Susobhan Ghosh, Raphael Kim, Prasidh Chhabria, Raaz Dwivedi, Predrag Klasnja, Peng Liao, Kelly Zhang, Susan Murphy
Department of Computer Science, Harvard University, Department of Electrical Engineering and Computer Science, MIT, School of Information, University of Michigan
arXiv (2023)
P13N RL

📝 Paper Summary

Assessment of Personalization in Online RL Digital Health Interventions
A resampling-based framework to determine if apparent personalization in online RL algorithms is genuine learning or merely an artifact of the algorithm's inherent stochasticity.
Core Problem
Stochastic online RL algorithms can produce user trajectories that appear to be 'personalized' (consistently selecting specific actions) purely by chance, even when no actual learning has occurred.
Why it matters:
  • Researchers need to verify if expensive RL algorithms are actually delivering value over simpler methods before deploying them in optimized real-world interventions
  • False impressions of personalization can lead to incorrect scientific conclusions about which user features (e.g., location, mood) are relevant for treatment
  • Distinguishing signal from noise helps refine future algorithm designs by identifying which features truly drive advantageous decisions
Concrete Example: In the HeartSteps trial, User 2 showed a pattern where the algorithm consistently favored 'send suggestion' when step variation was low, and 'do not send' when high. The researchers needed to know: did the algorithm actually learn this preference, or did random sampling just happen to pick these actions repeatedly?
Key Novelty
Resampling-based 'Truth-in-Advertising' for RL Personalization
  • Defines 'interestingness' scores that quantify visual patterns of personalization (e.g., consistent action selection in specific states)
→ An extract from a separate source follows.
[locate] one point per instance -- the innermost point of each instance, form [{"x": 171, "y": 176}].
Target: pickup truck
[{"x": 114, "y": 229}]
  • Constructs a null hypothesis world where no advantage exists (or no feature-specific advantage exists) using generative models fitted to user data
  • Resimulates the RL algorithm hundreds of times in this null world to build a reference distribution of 'interestingness' arising solely from stochasticity, then compares the real user's score to this distribution
Evaluation Highlights
  • Confirmed that 18 out of 63 users in the HeartSteps trial showed personalization patterns (consistently positive advantage) that could be explained by chance/stochasticity alone
  • Found strong evidence for User 1 that high 'interestingness' (score = 1.0) was statistically unlikely to occur by chance (p-value < 0.002), confirming genuine personalization
  • Refuted the hypothesis that the 'variation' feature drove personalization for User 2; the observed differential treatment pattern was likely a stochastic artifact (p-value ~ 0.53)
Breakthrough Assessment
7/10
Provides a crucial methodological sanity check for the growing field of RL in digital health. While not a new RL algorithm itself, it addresses a significant evaluation gap in real-world deployments.